While I would be pleased to do that, I'm not nearly as sure that Interex
would want to sponsor such a talk. Not only would it be a significant
departure from their traditional conference, the subject has nothing to do
with Hewlett-Packard computers, or any other brand of computers currently in
existence. To build the machinery that I envisage requires a restart, to back
up to 1940 and to begin again, this time building an array of hundreds or
thousands of competing universal Turing machines as finite state automata,
each requiring nothing more than a memory array and a bank of flip-flops.

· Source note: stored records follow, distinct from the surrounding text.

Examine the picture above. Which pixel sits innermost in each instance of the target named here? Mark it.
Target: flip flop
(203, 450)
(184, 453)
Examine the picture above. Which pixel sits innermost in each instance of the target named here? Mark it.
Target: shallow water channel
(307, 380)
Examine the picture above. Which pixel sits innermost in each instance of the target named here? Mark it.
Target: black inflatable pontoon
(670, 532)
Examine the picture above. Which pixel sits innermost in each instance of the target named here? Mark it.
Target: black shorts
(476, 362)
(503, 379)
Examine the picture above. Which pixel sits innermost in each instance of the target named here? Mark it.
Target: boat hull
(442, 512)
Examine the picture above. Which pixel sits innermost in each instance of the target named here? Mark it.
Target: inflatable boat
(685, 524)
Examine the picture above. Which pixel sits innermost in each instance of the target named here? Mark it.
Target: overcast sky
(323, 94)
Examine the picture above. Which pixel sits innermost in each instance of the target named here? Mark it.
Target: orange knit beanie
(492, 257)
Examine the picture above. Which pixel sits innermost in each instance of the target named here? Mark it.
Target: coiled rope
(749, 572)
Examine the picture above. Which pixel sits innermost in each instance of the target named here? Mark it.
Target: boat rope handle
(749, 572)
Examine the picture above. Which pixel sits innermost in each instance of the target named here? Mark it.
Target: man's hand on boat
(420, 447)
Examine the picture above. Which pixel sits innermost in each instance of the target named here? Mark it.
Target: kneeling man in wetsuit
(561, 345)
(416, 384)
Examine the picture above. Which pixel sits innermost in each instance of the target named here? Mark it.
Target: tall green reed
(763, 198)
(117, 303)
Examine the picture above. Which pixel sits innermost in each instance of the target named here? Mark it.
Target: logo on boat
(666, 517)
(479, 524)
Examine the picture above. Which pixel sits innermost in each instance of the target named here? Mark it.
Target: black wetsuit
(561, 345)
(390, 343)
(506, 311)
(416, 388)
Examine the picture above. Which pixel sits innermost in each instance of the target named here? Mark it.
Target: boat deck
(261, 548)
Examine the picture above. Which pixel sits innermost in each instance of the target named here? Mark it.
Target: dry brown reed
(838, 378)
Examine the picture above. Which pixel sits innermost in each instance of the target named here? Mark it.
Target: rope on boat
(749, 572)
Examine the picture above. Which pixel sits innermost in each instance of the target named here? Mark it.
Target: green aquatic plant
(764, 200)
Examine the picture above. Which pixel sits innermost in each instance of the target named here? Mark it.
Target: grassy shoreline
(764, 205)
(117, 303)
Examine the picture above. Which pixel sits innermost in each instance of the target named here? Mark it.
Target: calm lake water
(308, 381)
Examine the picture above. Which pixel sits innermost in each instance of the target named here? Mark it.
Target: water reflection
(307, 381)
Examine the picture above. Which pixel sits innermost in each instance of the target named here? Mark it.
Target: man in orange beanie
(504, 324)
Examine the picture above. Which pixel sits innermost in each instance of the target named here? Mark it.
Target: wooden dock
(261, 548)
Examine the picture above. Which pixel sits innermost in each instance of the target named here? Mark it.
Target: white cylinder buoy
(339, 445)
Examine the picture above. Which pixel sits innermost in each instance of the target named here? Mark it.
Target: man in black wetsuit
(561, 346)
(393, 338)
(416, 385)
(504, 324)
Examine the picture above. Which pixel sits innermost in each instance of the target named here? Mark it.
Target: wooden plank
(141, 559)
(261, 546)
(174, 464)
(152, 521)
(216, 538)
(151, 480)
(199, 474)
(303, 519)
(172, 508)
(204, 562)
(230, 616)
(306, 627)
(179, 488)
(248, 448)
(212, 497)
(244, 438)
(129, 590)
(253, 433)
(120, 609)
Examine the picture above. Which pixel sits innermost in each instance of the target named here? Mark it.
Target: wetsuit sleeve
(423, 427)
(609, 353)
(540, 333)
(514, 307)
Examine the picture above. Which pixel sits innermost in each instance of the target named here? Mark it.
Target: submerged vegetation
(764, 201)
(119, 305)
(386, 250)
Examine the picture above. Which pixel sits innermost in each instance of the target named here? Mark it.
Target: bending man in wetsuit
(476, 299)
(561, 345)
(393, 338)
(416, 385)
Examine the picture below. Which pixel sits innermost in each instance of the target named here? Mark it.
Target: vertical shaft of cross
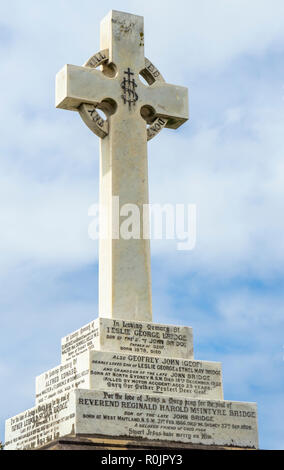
(124, 265)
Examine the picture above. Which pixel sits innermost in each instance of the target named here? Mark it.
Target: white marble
(124, 265)
(124, 336)
(108, 371)
(163, 418)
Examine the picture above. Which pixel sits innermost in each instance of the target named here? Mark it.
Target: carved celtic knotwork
(93, 120)
(151, 74)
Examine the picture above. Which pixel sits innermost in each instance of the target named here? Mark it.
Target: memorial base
(97, 442)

The architecture of these "computers" is astoundingly simple and is shown in
the diagram:

     http://aics-research.com/research/notes.html#IIH

Although it may not look like it on first viewing, this architecture could
present a behavior to the outside world that is indistinguishable from an
HP3000 running MPE, an Intel box running Linux, or a mammalian genome. If the
two memory arrays that are shown in the diagram were 500MB each, there's more
than enough room in the FSA to store the entirety of the behavioral
complexity of the human genome in the arrays.

Evolution is perceived as slow only because of the pace at which events
occur. But in this environment, especially when in the presence of a large
population of these devices, the rate of evolution could be accelerated by
perhaps a million or a billion times. The complexity of the evolved results
does not depend on the architecture of the little processors. Rather it
depends primarily on the complexity of the environment to which they were
exposed and have become adapted.

There may be an alternative however to giving a talk at HPWorld. The United
States' National Science Foundation has been partially funding a new product
development push of ours (although the bulk of the money has come from us --
and it's another product we're going to give away for free, he said, rolling
his eyes). We're in the process of taking the tutorial part of QCTerm out of
the terminal emulator and making it its own product, tentatively called
QCShow. The intent of this work is to deliver lectures and talks exactly like
the one I gave to the Computer Science department over the internet so that
they may be viewed by anyone, anywhere in the world, at their convenience,
requiring no more than 28.8kbps bandwidth.

I intend initially on putting up several of my own lectures as demonstrations
of what can be done with QCShow, with the artificial intelligence lecture(s)
being one of them. I expect that this will occur somewhere between six to
twelve months from now.

Again I want to sincerely thank Neil Harvey for letting me use his machines
in Capetown, South Africa for these last four years. I dial onto his machines
often, playing our trial lectures from his machines -- and nowadays, you
can't tell any difference between the lectures originating from South Africa
or from the machine 20 feet away from me. Because of his help, we've been
able to determine and develop robust solutions to the common problems of
low-bandwidth connections originating from the other side of the planet and I
can't say how much I appreciate that.